OK, that was a bit of work. Here's a plot to reward ourselves.

In [2]:
airports = ['DSM', 'ORD', 'JFK', 'PDX']

g = sns.FacetGrid(weather.sort_index().loc[airports].reset_index(),
                  col='station', hue='station', col_wrap=2, size=4)
g.map(sns.regplot, 'sped', 'gust_mph')
plt.savefig('../content/images/indexes_wind_gust_facet.png');
In [8]:
airports = ['DSM', 'ORD', 'JFK', 'PDX']

g = sns.FacetGrid(weather.sort_index().loc[airports].reset_index(),
                  col='station', hue='station', col_wrap=2, size=4)
g.map(sns.regplot, 'sped', 'gust_mph')
plt.savefig('../content/images/indexes_wind_gust_facet.svg', transparent=True);

Set Operations

Indexes are set-like (technically multisets, since you can have duplicates), so they support most python set operations. Indexes are immutable so you won't find any of the inplace set operations. One other difference is that since Indexes are also array like, you can't use some infix operators like - for difference. If you have a numeric index it is unclear whether you intend to perform math operations or set operations. You can use & for intersetion, | for union, and ^ for symmetric difference though, since there's no ambiguity.

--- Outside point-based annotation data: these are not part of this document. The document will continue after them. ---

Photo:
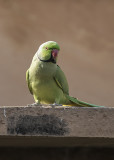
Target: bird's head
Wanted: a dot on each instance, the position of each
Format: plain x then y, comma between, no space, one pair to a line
48,52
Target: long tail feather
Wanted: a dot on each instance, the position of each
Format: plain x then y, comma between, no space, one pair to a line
81,103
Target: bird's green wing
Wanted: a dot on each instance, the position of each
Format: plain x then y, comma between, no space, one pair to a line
61,80
28,81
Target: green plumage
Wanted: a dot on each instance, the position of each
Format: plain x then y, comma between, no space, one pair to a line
46,81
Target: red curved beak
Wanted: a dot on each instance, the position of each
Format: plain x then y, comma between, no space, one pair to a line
54,53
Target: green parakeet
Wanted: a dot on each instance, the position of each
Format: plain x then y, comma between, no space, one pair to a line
46,81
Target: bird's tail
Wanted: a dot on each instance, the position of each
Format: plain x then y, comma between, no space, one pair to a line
76,102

For example, lets find the set of airports that we have weather and flight information on. Since weather had a MultiIndex of airport,datetime, we'll use the levels attribute to get at the airport data, separate from the date data.

In [3]:
# Bring in the flights data

flights = pd.read_hdf('flights.h5', 'flights')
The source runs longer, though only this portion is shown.